Monday, August 27, 2007

PostgreSQL Replication with PGCluster

I don't know why I am fascinated with databases. I don't work with them on a daily basis. I don't know very much about them. I don't have very much experience working with them. My experience is limited to a few simple SQL queries executed on open-source databases. However, for some reason, I have always been intrigued by the idea of large, complex databases. Perhaps it is because I see the business potential in making extremely large amounts of data available for analysis within a business. Or, perhaps it is due to the unique security challenges that exist when trying to make that data available to different groups of entities, each with their own security concerns. Regardless of the reason, I have become particularly interested in high-availability databases and database replication.

In an earlier post, I briefly mentioned the PGCluster project. PGCluster is an extension of the PostgreSQL database, designed to give it synchronous, multi-master replication. Replication is one of the areas in which PostgreSQL is lacking in comparison to other proprietary databases, such as Oracle or MS SQL Server. However, after playing around with PGCluster, I have become very impressed with its capabilities. If development continues, PGCluster could offer a sound solution to a very important problem that large enterprises will encounter if they wish to role out PostgreSQL in a high-availability situation.

To that end, this article will show the basics of setting up a synchronous, multi-master replicated instance of PGCluster. For simplicity and ease of use, I am running this tutorial using virtual instances of CentOS 5 deployed using the VMWare Player. I highly recommend you obtain this free utility, as it gives you the freedom to run virtual machine instances without having to pay too much. Once you have downloaded and installed VMWare Player, you can download a pre-built CentOS 5 instance to run in the player. I made a copy of the CentOS 5 VM in another directory so that I can run 2 separate, virtual instances of it for this tutorial. You will need to configure each VM instance to have bridged network support, utilizing DHCP. In a real-world scenario, you would use static IPs for addressing, but for the purposes of this tutorial it is not necessary. After starting the VM instances for the first time, you will need to install some compiler tools in order to build PGCluster. This includes gcc, bison, and flex, as well as their respective -devel packages. To install these packages, simply run the following from the command prompt in each VM instance:

yum -y install gcc gcc-c++ flex flex-devel bison bison-devel

Once your development environments are setup, you are ready to download and compile PGCluster. There are 2 different methods for building PGCluster. The first involves downloading a patch to the original PostgreSQL source distribution. You simply apply the patch prior to compiling PostgreSQL in order to add the PGCluster support. This method is very useful if there are other patches you wish to install prior to building PostgreSQL. The second method involves downloading the complete PGCluster distribution. This distribution includes the PostgreSQL source tree already patched with PGCluster. We will use the second, full-distribution method for simplicity. As of this writing, the latest version of PGCluster is 1.7.0rc5, and is available for download here. Download the tar/gz file and unpack it on each VM instance. Building PGCluster is as simple as running:

./configure; make; make install.

This will install PGCluster to /usr/local/pgsql, by default. There is more information about the installation process available at the PGCluster website. Now that we have successfully built PGCluster, it's time to start the configuration process.

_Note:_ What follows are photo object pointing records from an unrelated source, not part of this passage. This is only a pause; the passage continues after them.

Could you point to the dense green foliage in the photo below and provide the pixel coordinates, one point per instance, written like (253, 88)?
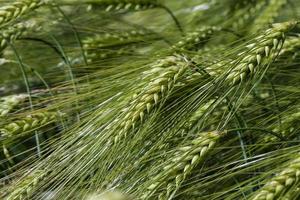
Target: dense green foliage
(149, 99)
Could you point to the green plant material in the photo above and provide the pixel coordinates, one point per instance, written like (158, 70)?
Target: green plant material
(17, 9)
(269, 14)
(242, 16)
(23, 189)
(28, 123)
(184, 160)
(193, 41)
(116, 5)
(281, 182)
(12, 33)
(169, 71)
(261, 52)
(290, 47)
(110, 45)
(8, 103)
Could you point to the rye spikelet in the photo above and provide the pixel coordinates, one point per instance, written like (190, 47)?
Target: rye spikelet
(269, 14)
(193, 41)
(28, 123)
(8, 103)
(179, 167)
(290, 47)
(17, 9)
(261, 52)
(280, 183)
(169, 71)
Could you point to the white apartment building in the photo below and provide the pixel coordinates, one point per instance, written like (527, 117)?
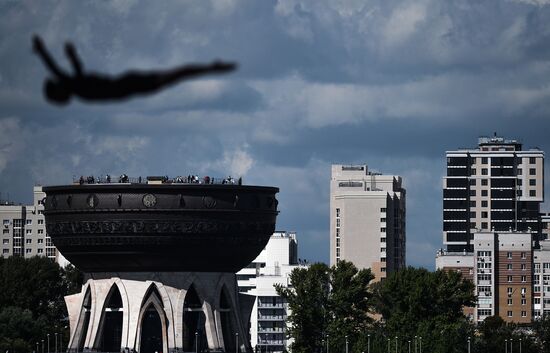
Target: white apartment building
(541, 280)
(24, 229)
(367, 219)
(273, 266)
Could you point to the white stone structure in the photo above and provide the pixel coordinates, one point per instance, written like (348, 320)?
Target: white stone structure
(183, 311)
(367, 219)
(24, 229)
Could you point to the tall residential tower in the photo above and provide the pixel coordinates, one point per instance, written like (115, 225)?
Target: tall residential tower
(367, 219)
(496, 187)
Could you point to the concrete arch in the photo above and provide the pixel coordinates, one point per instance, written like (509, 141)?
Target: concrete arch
(77, 314)
(104, 290)
(152, 298)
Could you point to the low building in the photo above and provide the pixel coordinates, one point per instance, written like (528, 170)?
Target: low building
(24, 229)
(269, 314)
(501, 269)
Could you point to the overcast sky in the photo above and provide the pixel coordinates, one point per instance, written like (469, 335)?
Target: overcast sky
(393, 84)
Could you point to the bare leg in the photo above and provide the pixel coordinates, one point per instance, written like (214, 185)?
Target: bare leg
(42, 52)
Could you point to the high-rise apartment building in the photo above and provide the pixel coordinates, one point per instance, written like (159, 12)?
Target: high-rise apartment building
(541, 280)
(367, 219)
(24, 229)
(496, 187)
(501, 268)
(269, 313)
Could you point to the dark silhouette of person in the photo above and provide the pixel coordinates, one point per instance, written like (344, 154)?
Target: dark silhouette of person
(98, 87)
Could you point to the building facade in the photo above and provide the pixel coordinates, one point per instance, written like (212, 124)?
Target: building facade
(273, 266)
(541, 280)
(501, 267)
(496, 187)
(24, 229)
(367, 219)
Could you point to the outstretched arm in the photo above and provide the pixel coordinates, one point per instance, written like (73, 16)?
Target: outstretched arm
(70, 51)
(41, 51)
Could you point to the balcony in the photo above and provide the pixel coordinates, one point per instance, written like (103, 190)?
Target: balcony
(271, 330)
(271, 317)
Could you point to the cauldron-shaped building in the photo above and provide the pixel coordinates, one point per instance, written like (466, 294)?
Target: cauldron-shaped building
(160, 262)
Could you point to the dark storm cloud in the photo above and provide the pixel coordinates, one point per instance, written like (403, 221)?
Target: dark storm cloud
(390, 84)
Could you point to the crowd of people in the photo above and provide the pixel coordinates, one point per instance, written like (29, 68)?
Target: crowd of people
(189, 179)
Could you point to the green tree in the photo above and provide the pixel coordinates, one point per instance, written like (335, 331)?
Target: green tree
(416, 302)
(328, 301)
(32, 301)
(349, 304)
(307, 300)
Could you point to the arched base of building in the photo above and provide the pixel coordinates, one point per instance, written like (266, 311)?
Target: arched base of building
(148, 312)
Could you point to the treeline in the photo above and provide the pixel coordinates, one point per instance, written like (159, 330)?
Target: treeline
(334, 305)
(32, 304)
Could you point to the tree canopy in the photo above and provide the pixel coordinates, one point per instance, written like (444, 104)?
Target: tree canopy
(32, 301)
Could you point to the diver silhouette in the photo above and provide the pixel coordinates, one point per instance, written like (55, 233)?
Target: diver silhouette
(99, 87)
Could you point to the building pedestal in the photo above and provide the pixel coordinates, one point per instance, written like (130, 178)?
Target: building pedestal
(150, 312)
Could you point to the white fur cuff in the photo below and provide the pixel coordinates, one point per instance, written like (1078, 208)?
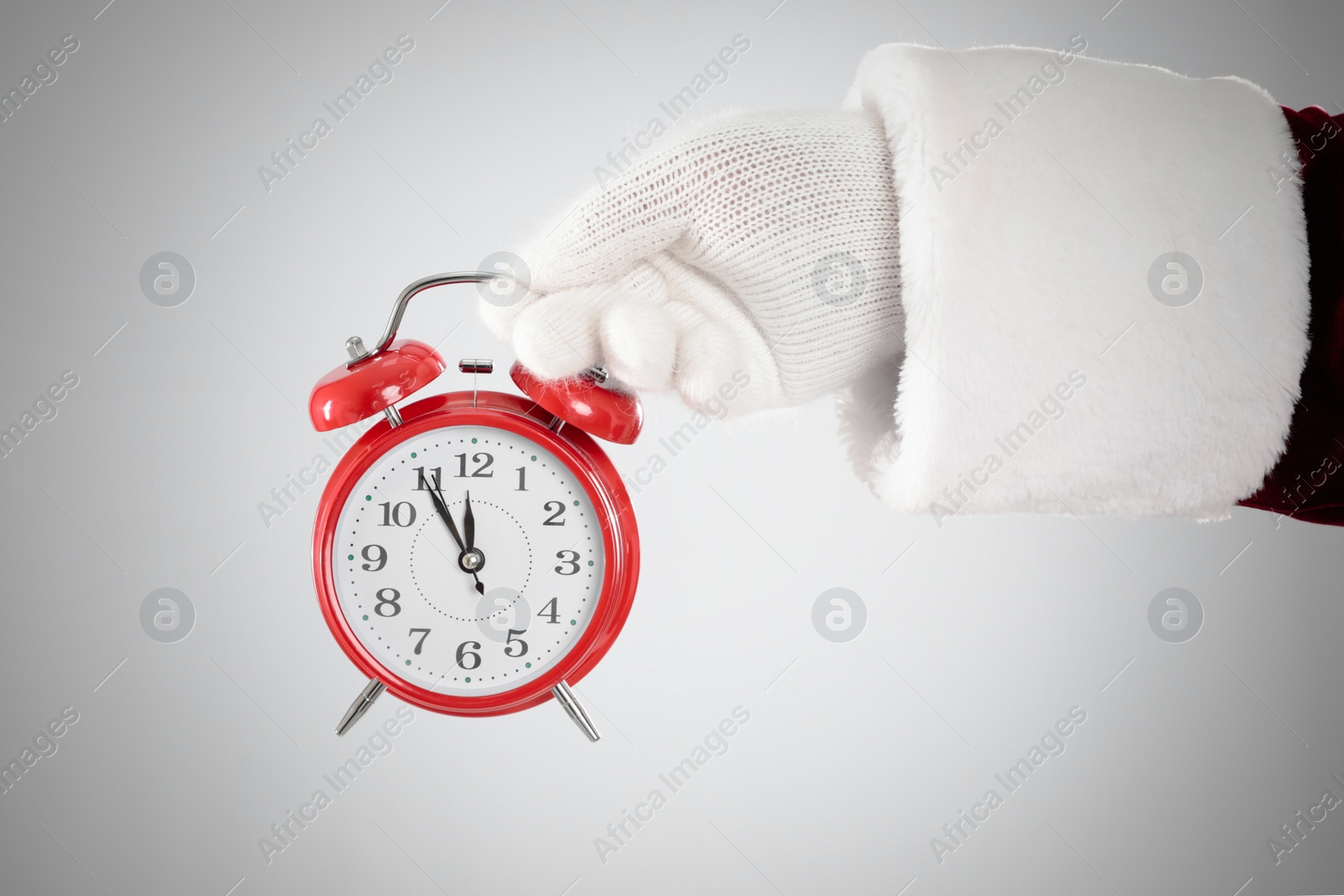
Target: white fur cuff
(1055, 360)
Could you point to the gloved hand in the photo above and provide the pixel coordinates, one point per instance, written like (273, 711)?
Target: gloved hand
(761, 244)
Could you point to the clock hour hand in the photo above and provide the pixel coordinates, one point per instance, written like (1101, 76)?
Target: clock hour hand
(470, 558)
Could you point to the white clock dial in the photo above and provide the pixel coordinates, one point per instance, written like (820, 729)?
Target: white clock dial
(398, 567)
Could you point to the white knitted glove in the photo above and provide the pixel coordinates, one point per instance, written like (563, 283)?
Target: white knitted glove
(761, 244)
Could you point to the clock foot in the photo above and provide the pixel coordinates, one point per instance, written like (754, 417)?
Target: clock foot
(362, 703)
(571, 705)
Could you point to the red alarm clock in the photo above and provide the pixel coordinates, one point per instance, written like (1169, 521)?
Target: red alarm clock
(475, 553)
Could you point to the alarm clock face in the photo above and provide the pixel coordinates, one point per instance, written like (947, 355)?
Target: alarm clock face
(401, 577)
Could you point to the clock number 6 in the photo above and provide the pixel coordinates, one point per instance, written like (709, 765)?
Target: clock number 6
(571, 560)
(463, 653)
(522, 645)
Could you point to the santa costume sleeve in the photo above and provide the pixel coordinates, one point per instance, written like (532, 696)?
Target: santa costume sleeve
(1105, 275)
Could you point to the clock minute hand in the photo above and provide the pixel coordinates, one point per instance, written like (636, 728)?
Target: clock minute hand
(470, 524)
(452, 527)
(443, 511)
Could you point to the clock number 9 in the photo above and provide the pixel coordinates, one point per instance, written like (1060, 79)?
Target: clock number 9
(463, 653)
(387, 602)
(571, 560)
(374, 553)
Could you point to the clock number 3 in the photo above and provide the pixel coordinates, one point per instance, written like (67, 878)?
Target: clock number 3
(568, 559)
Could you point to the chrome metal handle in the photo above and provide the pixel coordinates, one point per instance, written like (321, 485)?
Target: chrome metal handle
(394, 322)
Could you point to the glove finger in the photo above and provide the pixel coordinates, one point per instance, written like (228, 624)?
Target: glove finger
(558, 335)
(638, 336)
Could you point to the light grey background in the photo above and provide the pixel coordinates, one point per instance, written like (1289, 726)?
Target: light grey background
(979, 634)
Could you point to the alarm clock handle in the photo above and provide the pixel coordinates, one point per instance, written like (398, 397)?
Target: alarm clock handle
(356, 347)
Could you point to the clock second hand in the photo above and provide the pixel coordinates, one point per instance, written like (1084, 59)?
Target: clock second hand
(452, 527)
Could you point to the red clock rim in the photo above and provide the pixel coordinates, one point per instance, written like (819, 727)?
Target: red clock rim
(580, 454)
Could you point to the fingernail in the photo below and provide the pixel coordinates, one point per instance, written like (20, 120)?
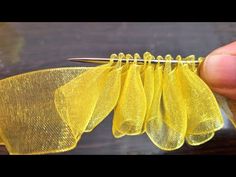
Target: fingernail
(219, 71)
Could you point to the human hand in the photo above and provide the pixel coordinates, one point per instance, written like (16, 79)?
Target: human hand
(219, 72)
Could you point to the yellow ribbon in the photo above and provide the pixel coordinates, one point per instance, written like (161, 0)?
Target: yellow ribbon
(48, 111)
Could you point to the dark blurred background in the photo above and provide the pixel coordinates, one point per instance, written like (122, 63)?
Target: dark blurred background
(30, 46)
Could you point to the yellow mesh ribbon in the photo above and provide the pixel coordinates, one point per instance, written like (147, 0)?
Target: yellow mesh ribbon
(48, 111)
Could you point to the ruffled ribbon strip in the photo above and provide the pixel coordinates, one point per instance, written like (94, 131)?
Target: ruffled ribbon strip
(48, 111)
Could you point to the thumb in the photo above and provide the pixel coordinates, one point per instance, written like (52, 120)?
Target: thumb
(219, 70)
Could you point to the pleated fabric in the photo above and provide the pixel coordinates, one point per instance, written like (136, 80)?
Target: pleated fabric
(49, 110)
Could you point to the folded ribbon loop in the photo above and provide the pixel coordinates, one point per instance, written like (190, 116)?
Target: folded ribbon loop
(49, 110)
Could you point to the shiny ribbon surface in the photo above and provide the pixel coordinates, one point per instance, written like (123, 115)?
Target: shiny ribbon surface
(48, 111)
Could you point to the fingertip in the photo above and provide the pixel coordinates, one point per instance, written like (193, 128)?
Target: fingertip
(219, 72)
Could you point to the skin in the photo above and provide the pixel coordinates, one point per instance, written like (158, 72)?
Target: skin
(219, 72)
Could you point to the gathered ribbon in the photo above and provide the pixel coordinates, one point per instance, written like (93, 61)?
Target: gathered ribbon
(48, 111)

First, some terminology. PGCluster consists of 3 main components:

  • Clusters
  • Load Balancers
  • Replicators
A Cluster is simply a database instance. The data in the clusters is what is replicated. A Load Balancer exists to share the query load between all the databases in the replication scheme. Lastly, the Replicator is used to replicate, or synchronize, data between all the clusters. In our tutorial, we will build a replication scheme with the following components:
  • Two clusters, clusterdb1 and clusterdb2
  • Once load balancer, pglb
  • Two replicators, pgrepl1 and pgrepl2
Our logical design will look like this when we are finished:



It is possible to install more than one PGCluster component (cluster, load balancer, replicator) on a single system. For our example, we will put 1 cluster on each VM, with the load balancer on VM 1, and the replicators on each VM. In practice, however, you may find you receive better performance by having each node run as a dedicated PGCluster component. When finished, the physical design will look like this:



Prior to configuring PGCluster, it is important to ensure that the hostnames for all the PGCluster components can be resolved to IP addresses. You may do this using DNS, or simply add the required entries to the /etc/hosts file. In our case, clusterdb1, pglb, and pgrepl1 all resolve to 192.168.72.128. Both clusterdb2 and pgrepl2 resolve to 192.168.72.129.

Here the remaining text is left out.